According to the news pink, slimy and repellent, the Nomura’s jellyfish is an authentic horror of the deep that’s been assaulting Japan. The creatures have sunk a giant fishing boat after it was capsized off Chiba in Japan, as its three-man crew was trying to haul in a net containing dozens of huge Nomura’s jellyfish.
The reason behind the increasing menace of giant jellyfish remains mysterious. But it is said that an armada of the gelatinous giants has gathered in the Yellow Sea off China and the Korean peninsula. Now it has drifted into the Sea of Japan, and brought down the Diasan Shinsho-maru. One of the largest jellyfish in the world, the Nomura’s jellyfish can grow up to 6 feet in diameter and weigh as much as 400 pounds.

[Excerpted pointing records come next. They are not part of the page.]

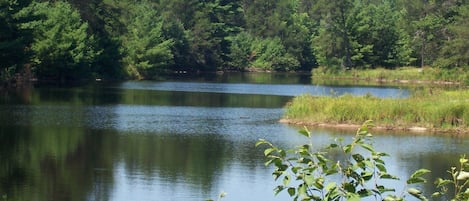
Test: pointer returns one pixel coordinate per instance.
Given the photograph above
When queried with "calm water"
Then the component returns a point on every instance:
(181, 139)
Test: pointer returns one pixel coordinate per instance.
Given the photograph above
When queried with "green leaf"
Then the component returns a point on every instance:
(268, 151)
(419, 173)
(260, 142)
(358, 157)
(416, 180)
(381, 168)
(416, 193)
(388, 176)
(367, 147)
(278, 189)
(286, 180)
(367, 175)
(463, 176)
(291, 191)
(305, 132)
(309, 179)
(442, 182)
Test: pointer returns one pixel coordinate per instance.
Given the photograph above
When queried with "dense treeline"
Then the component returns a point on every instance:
(142, 39)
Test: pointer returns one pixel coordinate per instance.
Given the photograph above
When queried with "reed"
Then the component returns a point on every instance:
(441, 110)
(403, 74)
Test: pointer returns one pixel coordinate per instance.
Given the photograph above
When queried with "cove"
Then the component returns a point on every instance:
(178, 139)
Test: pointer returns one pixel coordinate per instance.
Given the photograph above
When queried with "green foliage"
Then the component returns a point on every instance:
(459, 181)
(61, 45)
(193, 35)
(270, 54)
(455, 51)
(439, 110)
(344, 171)
(145, 50)
(11, 45)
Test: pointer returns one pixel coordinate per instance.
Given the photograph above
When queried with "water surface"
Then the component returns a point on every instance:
(180, 139)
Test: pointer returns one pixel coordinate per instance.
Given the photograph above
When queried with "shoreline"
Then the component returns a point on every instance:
(383, 128)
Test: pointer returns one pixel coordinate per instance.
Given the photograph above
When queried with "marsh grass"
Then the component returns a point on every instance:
(440, 110)
(403, 74)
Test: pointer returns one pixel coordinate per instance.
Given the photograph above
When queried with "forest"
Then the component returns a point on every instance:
(142, 39)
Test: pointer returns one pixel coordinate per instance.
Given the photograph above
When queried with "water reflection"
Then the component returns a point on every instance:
(135, 141)
(264, 89)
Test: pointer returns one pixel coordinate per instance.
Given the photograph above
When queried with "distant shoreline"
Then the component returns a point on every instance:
(387, 128)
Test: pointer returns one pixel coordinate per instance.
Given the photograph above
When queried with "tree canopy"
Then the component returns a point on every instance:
(143, 39)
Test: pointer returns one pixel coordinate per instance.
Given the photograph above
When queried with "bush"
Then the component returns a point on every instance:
(358, 173)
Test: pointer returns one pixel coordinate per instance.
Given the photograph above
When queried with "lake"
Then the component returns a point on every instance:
(178, 139)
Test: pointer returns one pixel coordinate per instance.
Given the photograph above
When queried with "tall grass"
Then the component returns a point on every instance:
(439, 110)
(408, 74)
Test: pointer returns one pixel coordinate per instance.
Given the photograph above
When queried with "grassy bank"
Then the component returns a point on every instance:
(400, 75)
(438, 110)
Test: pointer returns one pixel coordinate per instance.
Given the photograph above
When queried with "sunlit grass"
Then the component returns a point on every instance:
(403, 74)
(437, 110)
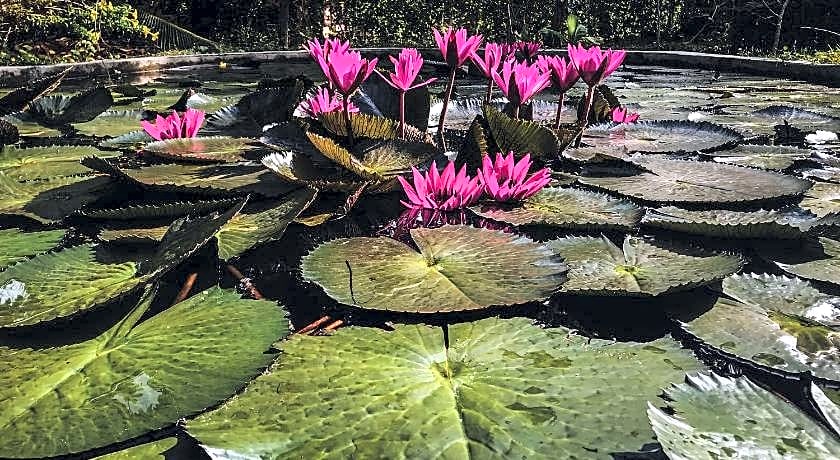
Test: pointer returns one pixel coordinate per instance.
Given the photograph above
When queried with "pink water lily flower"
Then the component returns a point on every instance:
(623, 115)
(443, 191)
(407, 67)
(507, 179)
(456, 46)
(593, 64)
(520, 81)
(175, 126)
(324, 102)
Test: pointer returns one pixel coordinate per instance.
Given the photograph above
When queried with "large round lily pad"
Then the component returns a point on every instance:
(774, 321)
(566, 207)
(662, 136)
(785, 223)
(638, 268)
(497, 389)
(712, 417)
(457, 268)
(679, 181)
(133, 378)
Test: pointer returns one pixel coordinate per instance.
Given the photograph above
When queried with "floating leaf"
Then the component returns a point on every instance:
(201, 149)
(16, 245)
(774, 321)
(566, 207)
(679, 181)
(521, 136)
(46, 162)
(639, 268)
(500, 389)
(716, 417)
(457, 268)
(785, 223)
(245, 231)
(662, 136)
(133, 379)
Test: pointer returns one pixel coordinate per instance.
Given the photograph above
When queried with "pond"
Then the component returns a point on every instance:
(261, 290)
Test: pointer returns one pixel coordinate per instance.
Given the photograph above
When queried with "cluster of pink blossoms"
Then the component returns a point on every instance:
(504, 179)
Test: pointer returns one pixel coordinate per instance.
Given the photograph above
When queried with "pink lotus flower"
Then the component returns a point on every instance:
(594, 65)
(347, 70)
(622, 115)
(324, 102)
(175, 126)
(321, 53)
(508, 180)
(456, 46)
(521, 81)
(406, 68)
(443, 191)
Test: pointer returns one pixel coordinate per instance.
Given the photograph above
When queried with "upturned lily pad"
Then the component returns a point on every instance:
(245, 231)
(566, 207)
(521, 136)
(826, 269)
(111, 123)
(133, 378)
(16, 245)
(712, 417)
(784, 223)
(639, 268)
(662, 136)
(497, 389)
(201, 149)
(774, 157)
(679, 181)
(46, 162)
(205, 180)
(457, 268)
(773, 321)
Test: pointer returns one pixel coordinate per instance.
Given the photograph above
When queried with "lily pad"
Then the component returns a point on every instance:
(244, 231)
(496, 389)
(521, 136)
(639, 268)
(662, 136)
(16, 245)
(46, 162)
(784, 223)
(706, 420)
(679, 181)
(773, 321)
(133, 378)
(458, 268)
(201, 149)
(567, 208)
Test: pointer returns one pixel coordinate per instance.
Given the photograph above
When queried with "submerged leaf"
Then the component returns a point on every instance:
(457, 268)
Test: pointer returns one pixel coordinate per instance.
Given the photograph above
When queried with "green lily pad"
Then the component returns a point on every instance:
(16, 245)
(201, 149)
(458, 268)
(822, 199)
(827, 269)
(679, 181)
(497, 389)
(639, 268)
(567, 208)
(111, 123)
(713, 417)
(785, 223)
(46, 162)
(133, 378)
(245, 231)
(521, 136)
(773, 321)
(662, 136)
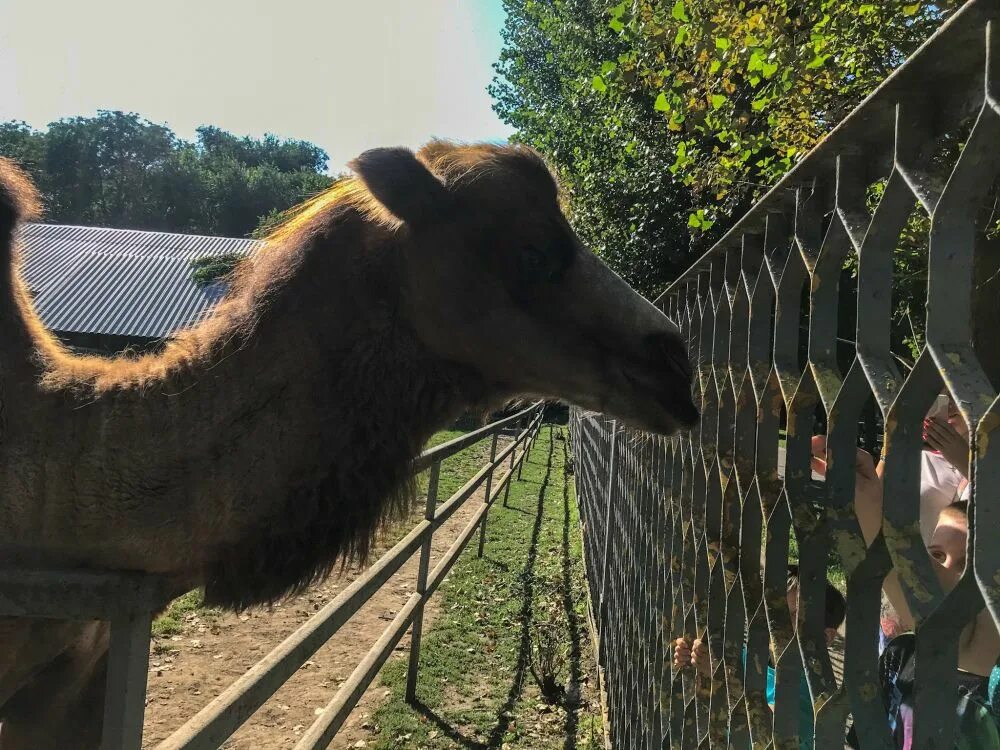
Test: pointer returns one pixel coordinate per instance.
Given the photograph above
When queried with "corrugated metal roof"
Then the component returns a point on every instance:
(120, 281)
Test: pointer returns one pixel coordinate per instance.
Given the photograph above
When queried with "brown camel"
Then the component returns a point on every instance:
(274, 439)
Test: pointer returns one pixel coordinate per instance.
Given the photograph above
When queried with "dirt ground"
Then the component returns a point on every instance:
(187, 670)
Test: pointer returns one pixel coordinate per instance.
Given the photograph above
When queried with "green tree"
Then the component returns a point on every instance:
(666, 119)
(117, 169)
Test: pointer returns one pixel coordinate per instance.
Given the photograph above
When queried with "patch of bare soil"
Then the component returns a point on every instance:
(187, 670)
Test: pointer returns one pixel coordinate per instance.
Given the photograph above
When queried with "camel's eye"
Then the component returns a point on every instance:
(535, 265)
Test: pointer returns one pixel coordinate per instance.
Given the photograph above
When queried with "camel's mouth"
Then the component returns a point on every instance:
(663, 403)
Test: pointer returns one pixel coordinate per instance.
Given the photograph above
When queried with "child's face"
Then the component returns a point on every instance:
(947, 547)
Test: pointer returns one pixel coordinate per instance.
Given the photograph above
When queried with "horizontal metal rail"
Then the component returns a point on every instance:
(691, 537)
(456, 445)
(333, 716)
(226, 713)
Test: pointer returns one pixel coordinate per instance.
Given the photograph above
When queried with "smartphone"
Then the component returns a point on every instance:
(939, 410)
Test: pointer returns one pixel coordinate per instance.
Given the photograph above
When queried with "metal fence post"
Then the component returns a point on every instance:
(486, 497)
(612, 474)
(425, 559)
(524, 450)
(510, 469)
(128, 666)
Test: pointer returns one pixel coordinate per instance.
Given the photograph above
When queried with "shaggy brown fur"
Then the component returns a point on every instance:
(272, 441)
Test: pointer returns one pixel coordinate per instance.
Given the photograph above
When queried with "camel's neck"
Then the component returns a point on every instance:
(269, 451)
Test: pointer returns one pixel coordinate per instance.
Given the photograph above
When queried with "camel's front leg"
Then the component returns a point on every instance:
(62, 705)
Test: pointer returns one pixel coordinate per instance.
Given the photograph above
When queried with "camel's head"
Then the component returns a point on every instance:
(495, 279)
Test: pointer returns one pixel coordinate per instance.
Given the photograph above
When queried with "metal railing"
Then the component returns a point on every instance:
(127, 601)
(690, 536)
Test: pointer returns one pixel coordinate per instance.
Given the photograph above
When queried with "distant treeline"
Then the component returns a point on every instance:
(119, 170)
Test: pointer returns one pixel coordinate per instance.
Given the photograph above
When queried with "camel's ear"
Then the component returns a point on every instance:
(401, 183)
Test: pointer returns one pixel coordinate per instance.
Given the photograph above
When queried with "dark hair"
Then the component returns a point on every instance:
(836, 607)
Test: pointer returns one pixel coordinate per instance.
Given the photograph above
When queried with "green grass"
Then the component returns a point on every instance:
(171, 622)
(477, 688)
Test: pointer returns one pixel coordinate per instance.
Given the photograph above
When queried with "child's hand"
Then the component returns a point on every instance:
(867, 476)
(944, 438)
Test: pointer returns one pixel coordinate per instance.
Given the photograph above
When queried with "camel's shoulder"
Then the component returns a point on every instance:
(19, 199)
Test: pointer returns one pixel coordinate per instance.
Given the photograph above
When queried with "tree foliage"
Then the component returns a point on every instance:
(117, 169)
(667, 118)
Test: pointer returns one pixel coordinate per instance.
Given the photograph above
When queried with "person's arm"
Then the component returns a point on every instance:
(867, 487)
(945, 439)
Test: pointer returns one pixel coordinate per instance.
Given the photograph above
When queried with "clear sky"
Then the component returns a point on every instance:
(345, 74)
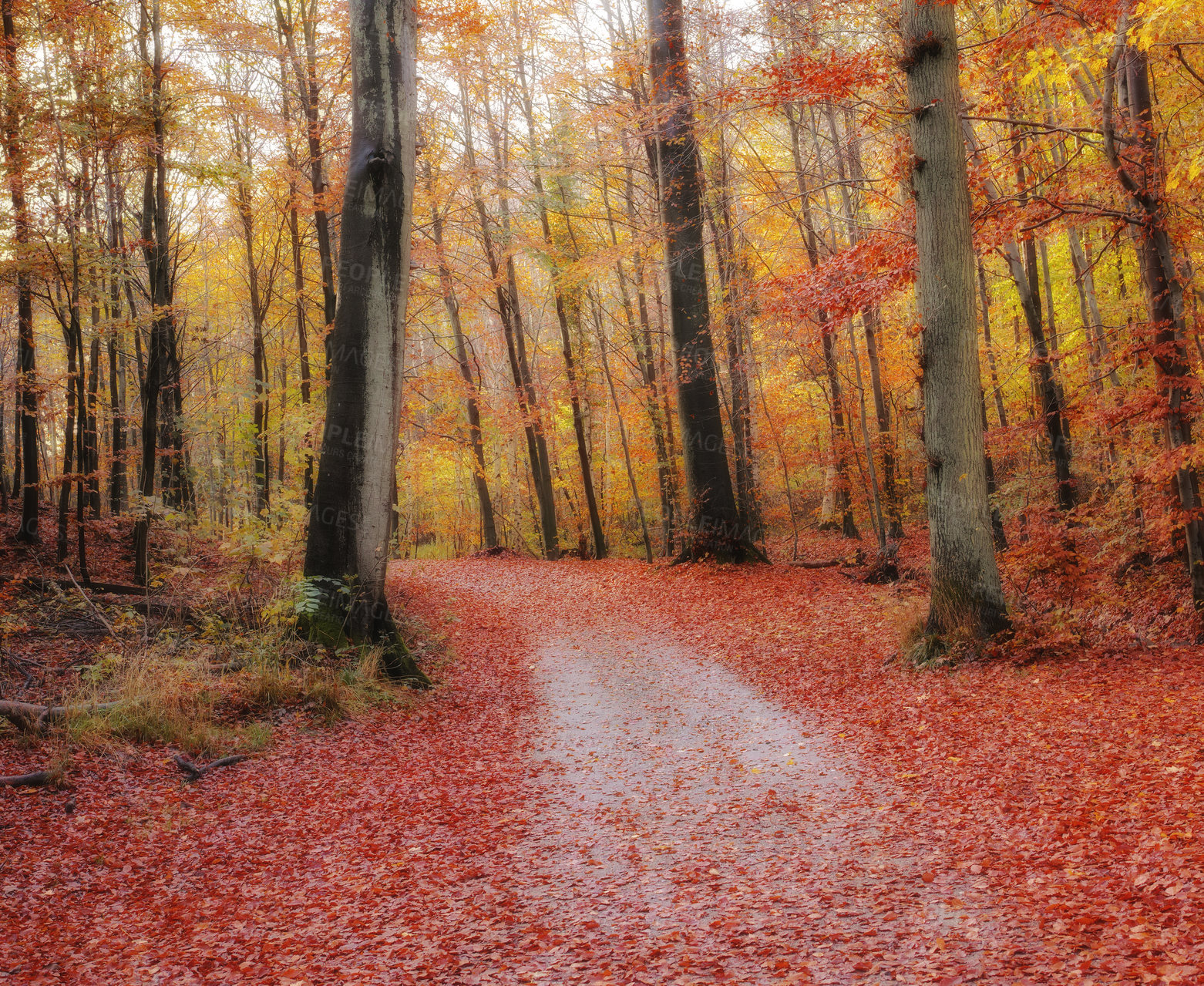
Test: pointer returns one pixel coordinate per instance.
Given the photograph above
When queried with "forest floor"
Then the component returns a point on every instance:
(657, 776)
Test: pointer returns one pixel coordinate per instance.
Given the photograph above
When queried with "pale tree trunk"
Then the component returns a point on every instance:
(259, 301)
(516, 347)
(966, 587)
(871, 315)
(1024, 276)
(566, 345)
(162, 398)
(299, 304)
(462, 355)
(735, 298)
(713, 527)
(306, 72)
(836, 495)
(116, 392)
(623, 430)
(1088, 304)
(1143, 177)
(27, 366)
(351, 520)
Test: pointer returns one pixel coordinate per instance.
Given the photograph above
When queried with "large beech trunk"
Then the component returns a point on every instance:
(1140, 173)
(473, 398)
(351, 519)
(566, 345)
(713, 527)
(966, 589)
(27, 405)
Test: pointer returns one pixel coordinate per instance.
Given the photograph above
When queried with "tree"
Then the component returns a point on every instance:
(1142, 175)
(347, 550)
(713, 527)
(27, 364)
(966, 587)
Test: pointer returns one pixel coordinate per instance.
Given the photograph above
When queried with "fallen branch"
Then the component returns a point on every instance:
(96, 609)
(36, 779)
(197, 771)
(34, 719)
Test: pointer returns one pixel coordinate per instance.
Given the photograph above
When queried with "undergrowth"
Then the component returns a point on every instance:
(220, 678)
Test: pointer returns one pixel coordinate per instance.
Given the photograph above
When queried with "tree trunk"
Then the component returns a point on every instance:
(506, 293)
(966, 587)
(347, 552)
(734, 296)
(27, 364)
(308, 87)
(1025, 277)
(462, 354)
(1143, 177)
(574, 399)
(162, 399)
(713, 527)
(623, 431)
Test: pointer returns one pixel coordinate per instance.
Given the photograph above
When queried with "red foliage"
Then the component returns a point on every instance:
(998, 823)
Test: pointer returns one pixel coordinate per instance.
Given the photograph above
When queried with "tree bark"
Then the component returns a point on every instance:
(1142, 175)
(713, 527)
(566, 345)
(27, 362)
(506, 291)
(473, 398)
(347, 552)
(966, 587)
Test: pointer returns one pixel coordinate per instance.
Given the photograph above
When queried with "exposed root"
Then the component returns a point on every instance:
(35, 719)
(194, 771)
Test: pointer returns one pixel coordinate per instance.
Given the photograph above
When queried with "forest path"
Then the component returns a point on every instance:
(683, 827)
(625, 776)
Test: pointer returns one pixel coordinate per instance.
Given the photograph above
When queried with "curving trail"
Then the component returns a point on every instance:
(627, 776)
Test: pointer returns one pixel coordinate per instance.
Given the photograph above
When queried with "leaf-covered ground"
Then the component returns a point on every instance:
(649, 776)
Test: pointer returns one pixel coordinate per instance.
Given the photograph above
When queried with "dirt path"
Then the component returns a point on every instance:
(590, 796)
(685, 830)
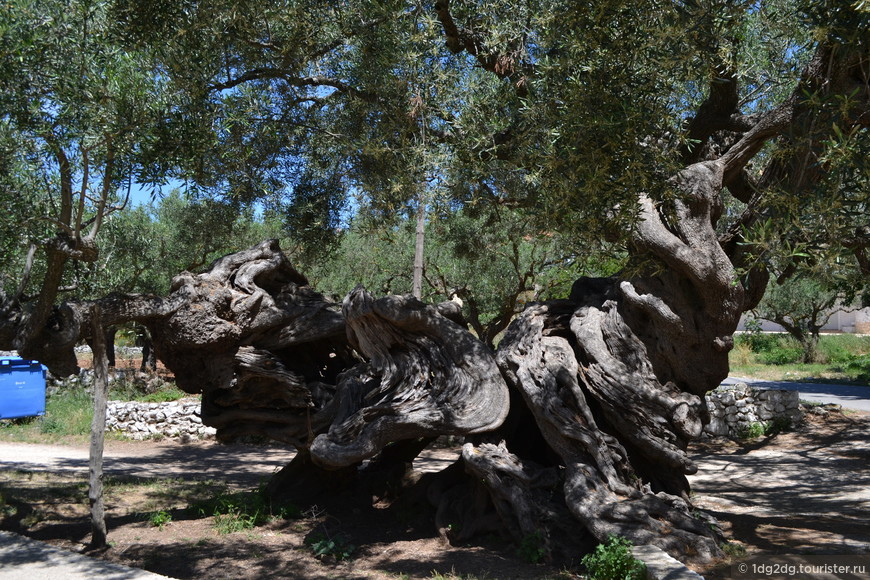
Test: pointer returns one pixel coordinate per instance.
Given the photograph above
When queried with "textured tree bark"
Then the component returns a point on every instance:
(98, 434)
(425, 376)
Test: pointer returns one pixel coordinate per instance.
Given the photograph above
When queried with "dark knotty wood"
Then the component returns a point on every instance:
(425, 376)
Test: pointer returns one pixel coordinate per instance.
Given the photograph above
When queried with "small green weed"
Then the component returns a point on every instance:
(765, 428)
(236, 512)
(613, 560)
(533, 547)
(734, 550)
(325, 546)
(159, 518)
(751, 431)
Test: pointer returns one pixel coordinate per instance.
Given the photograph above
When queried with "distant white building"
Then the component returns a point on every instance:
(852, 321)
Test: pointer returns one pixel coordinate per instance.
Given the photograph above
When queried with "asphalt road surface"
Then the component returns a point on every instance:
(849, 396)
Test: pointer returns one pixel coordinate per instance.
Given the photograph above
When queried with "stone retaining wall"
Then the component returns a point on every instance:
(734, 408)
(176, 419)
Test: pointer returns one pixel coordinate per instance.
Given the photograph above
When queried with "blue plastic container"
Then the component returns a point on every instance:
(22, 388)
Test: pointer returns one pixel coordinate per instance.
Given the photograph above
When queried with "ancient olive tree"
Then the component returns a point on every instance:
(76, 116)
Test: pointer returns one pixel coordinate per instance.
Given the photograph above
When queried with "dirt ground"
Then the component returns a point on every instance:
(806, 491)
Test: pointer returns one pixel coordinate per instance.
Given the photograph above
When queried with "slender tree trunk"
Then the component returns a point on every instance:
(418, 247)
(98, 431)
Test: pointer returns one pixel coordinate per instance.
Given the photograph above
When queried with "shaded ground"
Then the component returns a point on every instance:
(801, 492)
(182, 481)
(807, 491)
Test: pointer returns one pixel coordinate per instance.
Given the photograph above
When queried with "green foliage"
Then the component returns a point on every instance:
(613, 560)
(765, 428)
(337, 547)
(240, 511)
(533, 548)
(494, 261)
(751, 431)
(772, 348)
(859, 367)
(68, 412)
(159, 518)
(734, 550)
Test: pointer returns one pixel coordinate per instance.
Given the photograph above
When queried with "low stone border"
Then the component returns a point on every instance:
(176, 419)
(734, 408)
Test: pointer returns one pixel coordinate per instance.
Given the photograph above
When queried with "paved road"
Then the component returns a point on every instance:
(849, 396)
(25, 559)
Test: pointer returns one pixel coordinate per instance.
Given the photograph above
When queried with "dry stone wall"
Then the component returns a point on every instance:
(734, 408)
(176, 419)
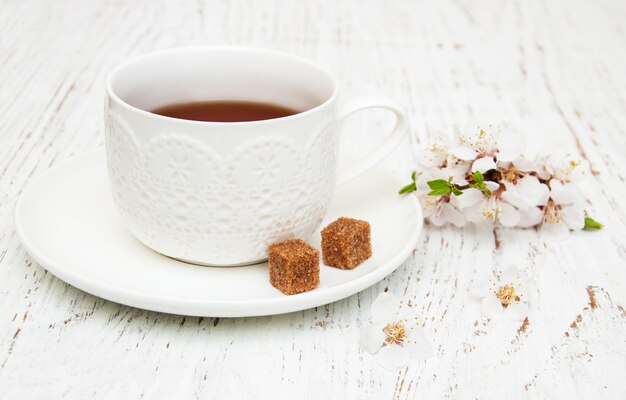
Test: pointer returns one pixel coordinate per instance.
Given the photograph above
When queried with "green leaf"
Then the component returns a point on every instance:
(439, 184)
(592, 224)
(456, 191)
(408, 188)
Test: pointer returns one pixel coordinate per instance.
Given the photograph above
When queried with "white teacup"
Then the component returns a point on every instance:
(217, 193)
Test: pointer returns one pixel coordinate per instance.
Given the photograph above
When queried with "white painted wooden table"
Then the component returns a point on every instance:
(555, 70)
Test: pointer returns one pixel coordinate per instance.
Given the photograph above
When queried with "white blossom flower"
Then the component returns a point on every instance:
(439, 210)
(568, 168)
(392, 337)
(526, 194)
(478, 207)
(510, 293)
(435, 154)
(563, 211)
(483, 178)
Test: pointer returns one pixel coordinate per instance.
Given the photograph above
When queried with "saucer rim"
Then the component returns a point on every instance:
(208, 308)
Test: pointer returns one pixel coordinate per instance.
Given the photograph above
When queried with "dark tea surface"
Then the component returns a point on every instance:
(225, 111)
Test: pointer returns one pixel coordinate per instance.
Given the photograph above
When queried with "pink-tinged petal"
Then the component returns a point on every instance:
(531, 217)
(474, 213)
(508, 215)
(431, 156)
(574, 217)
(453, 215)
(564, 194)
(509, 153)
(511, 196)
(463, 153)
(392, 357)
(534, 192)
(469, 198)
(438, 218)
(417, 347)
(483, 164)
(385, 308)
(491, 306)
(372, 338)
(493, 186)
(516, 311)
(525, 165)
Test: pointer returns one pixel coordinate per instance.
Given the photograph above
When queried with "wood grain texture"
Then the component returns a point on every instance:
(553, 70)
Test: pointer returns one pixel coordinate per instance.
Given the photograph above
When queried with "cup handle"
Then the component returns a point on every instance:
(391, 142)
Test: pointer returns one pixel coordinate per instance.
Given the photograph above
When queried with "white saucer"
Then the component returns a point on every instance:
(66, 220)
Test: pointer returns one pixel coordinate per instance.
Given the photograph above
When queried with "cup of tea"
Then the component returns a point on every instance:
(213, 153)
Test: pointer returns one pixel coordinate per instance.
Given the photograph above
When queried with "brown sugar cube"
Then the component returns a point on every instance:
(346, 243)
(294, 266)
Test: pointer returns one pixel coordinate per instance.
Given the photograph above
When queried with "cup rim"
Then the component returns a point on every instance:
(258, 50)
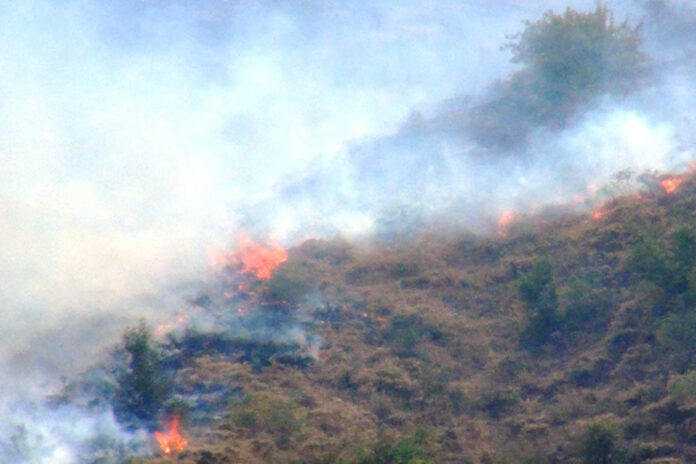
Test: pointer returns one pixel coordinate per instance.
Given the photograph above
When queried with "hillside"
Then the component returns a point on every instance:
(429, 349)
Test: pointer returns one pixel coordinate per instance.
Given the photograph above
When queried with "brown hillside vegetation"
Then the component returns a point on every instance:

It is reported that the boat’s crew was thrown into the sea, but the three men were rescued by another trawler. The local Coast Guard office reported that the weather was clear and the sea was calm at the time of the accident. Experts believe weather and water conditions in the breeding grounds, off the coast of China, have been ideal for the jellyfish in recent months.
Professor Shinichi Ue at Hiroshima University, told that a huge jellyfish typhoon will hit the country. In 2005, fishermen looking for anchovies, salmon and yellowtail began finding huge numbers of the jellyfish in their nets. When the Nomuras grow larger than a metre in diameter, half a dozen of them can destroy a fishing net. The fish caught alongside them are poisoned and covered in slime and rendered unsaleable.
The situation has become so serious that the salmon boats in northern Japan stopped going out, and in some places fishermen lost 80 per cent of their income. Even staff at some of the nuclear power plants along the Japan Sea coast found that the jellyfish got sucked into the pumps which take in sea water to cool the reactors.